Egypte: des ONG dénoncent des "représailles" après une visite onusienne

Genève - Six organisations non gouvernementales ont réclamé mercredi une réponse de l'ONU sur des "représailles" qui auraient été menées en Egypte sur des personnes rencontrées par une experte onusienne lors de sa récente visite.

Après sa visite en Egypte du 24 septembre au 3 octobre, la rapporteure spéciale des Nations unies sur le logement convenable, Leilani Farha, s'est déclarée "choquée" par le traitement accordé à ses interlocuteurs.

Selon elle, ces personnes ont été victimes d'arrestations arbitraires, d'expulsions d'appartement ou encore de démolitions de logements.

Dans un communiqué publié mercredi, les six organisations dont Human Right Watch et Amnesty International, demandent à l'ONU d'assurer "une réponse urgente et solide aux informations crédibles selon lesquelles les autorités égyptiennes ont attaqué des personnes qui ont été en contact avec la rapporteure spéciale de l'ONU sur le logement convenable".

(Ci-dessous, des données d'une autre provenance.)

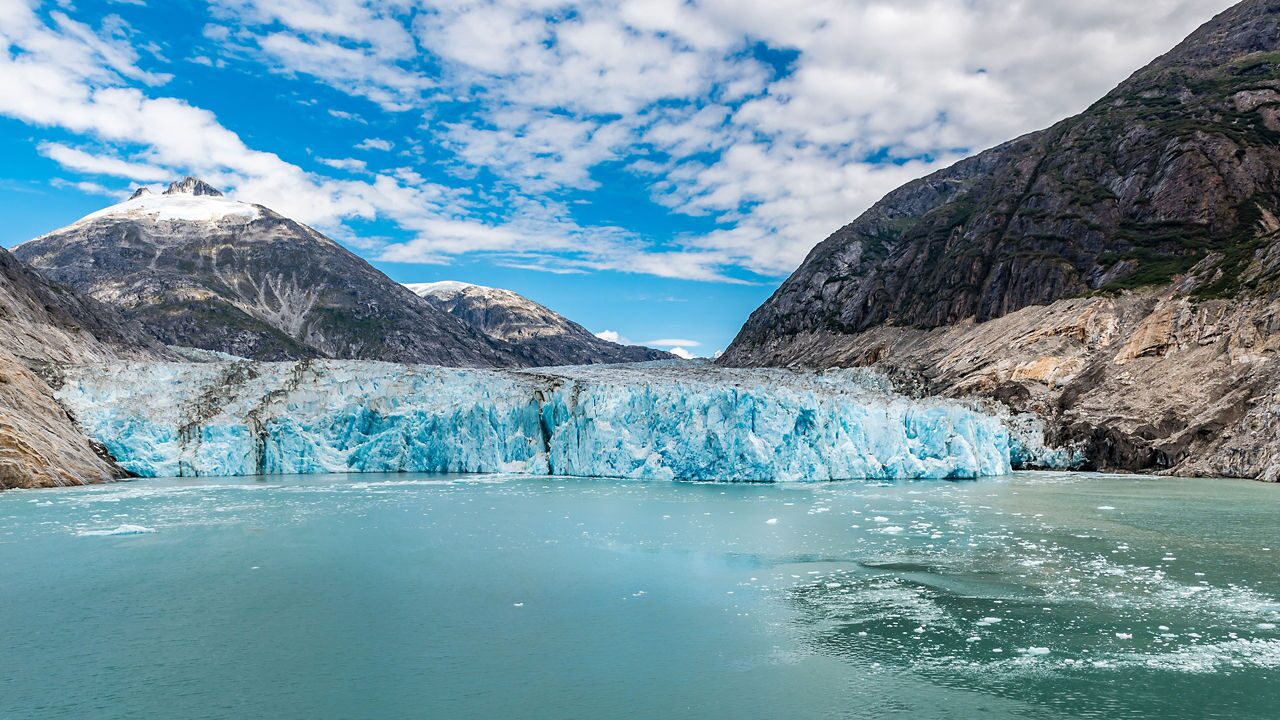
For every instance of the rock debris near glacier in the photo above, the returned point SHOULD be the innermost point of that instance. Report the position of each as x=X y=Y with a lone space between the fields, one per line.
x=645 y=422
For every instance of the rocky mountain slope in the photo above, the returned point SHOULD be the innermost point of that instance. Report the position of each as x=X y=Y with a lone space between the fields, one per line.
x=42 y=324
x=202 y=270
x=543 y=336
x=1118 y=272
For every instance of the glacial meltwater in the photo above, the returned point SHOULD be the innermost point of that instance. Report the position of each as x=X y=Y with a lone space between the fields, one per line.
x=497 y=596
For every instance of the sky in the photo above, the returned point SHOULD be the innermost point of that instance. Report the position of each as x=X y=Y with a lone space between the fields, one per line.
x=650 y=168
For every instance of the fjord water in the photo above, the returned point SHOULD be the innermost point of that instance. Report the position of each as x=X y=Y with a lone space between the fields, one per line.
x=484 y=596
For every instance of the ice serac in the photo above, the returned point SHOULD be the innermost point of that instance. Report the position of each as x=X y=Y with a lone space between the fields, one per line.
x=647 y=420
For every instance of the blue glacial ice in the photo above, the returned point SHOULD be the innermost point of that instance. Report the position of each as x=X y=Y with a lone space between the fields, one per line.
x=650 y=422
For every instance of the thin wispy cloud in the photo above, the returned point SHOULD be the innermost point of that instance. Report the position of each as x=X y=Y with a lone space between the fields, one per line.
x=760 y=126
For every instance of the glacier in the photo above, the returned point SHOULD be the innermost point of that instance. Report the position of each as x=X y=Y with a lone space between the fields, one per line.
x=656 y=420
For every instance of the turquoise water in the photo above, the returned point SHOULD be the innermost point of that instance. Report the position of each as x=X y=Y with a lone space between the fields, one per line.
x=419 y=596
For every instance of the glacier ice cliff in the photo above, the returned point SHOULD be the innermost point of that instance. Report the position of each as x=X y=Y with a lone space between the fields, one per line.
x=650 y=420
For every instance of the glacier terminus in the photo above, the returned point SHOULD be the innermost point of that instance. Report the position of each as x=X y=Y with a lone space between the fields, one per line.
x=654 y=420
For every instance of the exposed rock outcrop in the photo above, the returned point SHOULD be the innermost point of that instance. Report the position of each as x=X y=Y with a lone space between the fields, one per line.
x=42 y=324
x=1118 y=273
x=542 y=336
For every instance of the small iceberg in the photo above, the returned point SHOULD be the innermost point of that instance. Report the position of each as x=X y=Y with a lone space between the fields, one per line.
x=119 y=531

Le gouvernement égyptien n'avait pas réagi mercredi soir au communiqué des ONG. Toutefois, jeudi dernier le ministère des Affaires étrangères avait publié un communiqué réfutant les allégations de Mme Farha.

"L'Egypte a été surprise par les tentatives de la rapporteure spéciale d'inventer des faits et de créer des problèmes dans ses réunions depuis le début de sa visite au Caire", écrivait le ministère dans un communiqué ajoutant que "toute l'assistance nécessaire" lui avait été fournie.

"Le gouvernement égyptien tiendra pour responsable la rapporteure pour ses actions irrégulières et les terribles conséquences de ses allégations", poursuivait le communiqué.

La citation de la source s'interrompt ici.